Ayahuasca is a psychotropic plant tea from South America used for religious purposes by indigenous people of the Amazon. Increasing evidence indicates that ayahuasca may have therapeutic potential in the treatment of mental health disorders and can enhance mindfulness-related capacities. Most research so far has focused on acute and sub-acute effects of ayahuasca on mental health-related parameters and less on long-term effects. The present study aimed to assess sub-acute and long-term effects of ayahuasca on well-being and cognitive thinking style. The second objective was to assess whether sub-acute and long-term effects of ayahuasca depend on the degree of ego dissolution that was experienced after consumption of ayahuasca. Ayahuasca ceremony attendants (N = 57) in the Netherlands and Colombia were assessed before, the day after, and 4 weeks following the ritual. Relative to baseline, ratings of depression and stress significantly decreased after the ayahuasca ceremony and these changes persisted for 4 weeks. Likewise, convergent thinking improved post-ayahuasca ceremony up until the 4 weeks follow-up. Satisfaction with life and several aspects of mindfulness increased the day after the ceremony, but these changes failed to reach significance 4 weeks after.
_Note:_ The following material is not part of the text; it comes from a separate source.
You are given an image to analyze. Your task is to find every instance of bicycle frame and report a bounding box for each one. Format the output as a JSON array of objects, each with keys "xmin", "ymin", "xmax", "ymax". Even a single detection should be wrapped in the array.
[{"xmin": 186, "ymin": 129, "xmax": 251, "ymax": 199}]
Changes in affect, satisfaction with life, and mindfulness were significantly correlated to the level of ego dissolution experienced during the ayahuasca ceremony and were unrelated to previous experience with ayahuasca. It is concluded that ayahuasca produces sub-acute and long-term improvements in affect and cognitive thinking style in non-pathological users. These data highlight the therapeutic potential of ayahuasca in the treatment of mental health disorders, such as depression.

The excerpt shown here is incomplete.